The OF Blog: 2008 Premio Alfaguara winner: Antonio Orlando Rodrígez's Chiquita

Sunday, May 25, 2008

2008 Premio Alfaguara winner: Antonio Orlando Rodrígez's Chiquita


Ever since it was revived in 1998, the Premio Alfaguara has become one of the more visible Spanish-language literary awards. Sponsored by the publisher Alfaguara, who has agreed to publish the winner and to pay $175,000 as prize money, the Premio Alfaguara is chosen by a panel of five judges (rotating, with some of the more famous Spanish-language novelists, such as Carlos Fuentes, serving as judges) from submitted manuscripts that do not contain the author's real name or the true title of the story.

I have read every single one of the revived Premio Alfaguara winners and without exception, I have found each to contain memorable scenes, outstanding prose, deft characterizations, and in a few cases (especially with Xavier Velasco's 2003 novel, Diablo Guardián) traces of the fantastic/supernatural.
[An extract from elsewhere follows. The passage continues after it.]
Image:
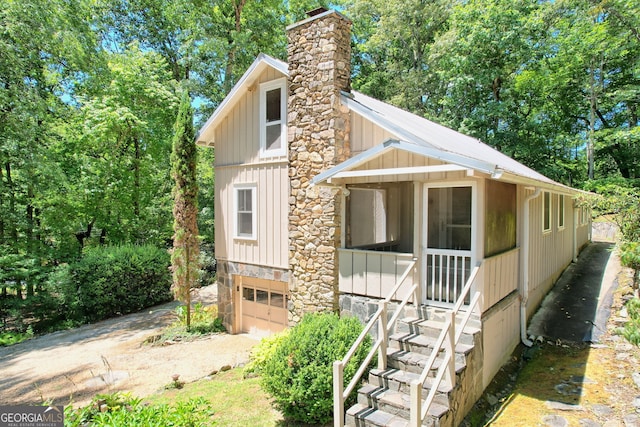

Yet none of them "feel" like the others. From a half-crazed Cuban ex-soldier who sees a tiger stalking him (Eliseo Alberto's 1998 co-winner, Caracol Beach) to an analogue for the Odyssey (Manuel Vicent's 1999 winner, Son de Mar) to Velasco's demonic guardian angel to last year's winner, Luis Leante's tragic love story set in the Sahara of the last days of Spain's control of the Western Sahara, Mire si yo te querré, each of these stories has its own unique approach towards telling a great story.

The same holds true for this year's winner, Antonio Orlando Rodríguez's Chiquita. Based on an actual person, the diminutive Cuban Espiridiona Cenda, Rodríguez has written a faux biography whose subject, the 26 inch-tall Cenda (known best by her stage name of Chiquita), and her work as a freak show feature attraction in the US during the late 19th and early 20th centuries serve as a fitting contrast for the tumultuous time in both Chiquita's native Cuba and the United States. Through her fake biography, we learn not just about she co-existed with her co-stars, but also about how her Cuban ancestry was played up during the buildup to the Spanish-American War of 1898. We see the Cuba that José Martí immortalized in his poetry and his political tracts written in exile in New York. We get a picture of the US that contains many conflicting and odd angles, from how the denizens of each city on these traveling tours would react to Chiquita and her co-stars, to how the US itself was changing from a rural to an industrial economy during the last years of the 19th century.

Rodríguez is never heavy-handed with these depictions. They exist on the periphery, with the grotesque serving as the focal lens for turning a carnivalesque warped mirror on the crowds gathered together to view the freaks. The prose is direct and to the point, but not at the expense of constructing vivid images of what is transpiring. Chiquita herself feels as though this were indeed her memoirs and not Rodríguez's fictionalization of events from her past. As a historical novel, Chiquita exists on so personal of a level as to make the historical elements just part of the attraction. Yet another deserving winner for the Premio Alfaguara. Highly recommended for those who can read Spanish, as I am uncertain when or even if this will ever be translated into English.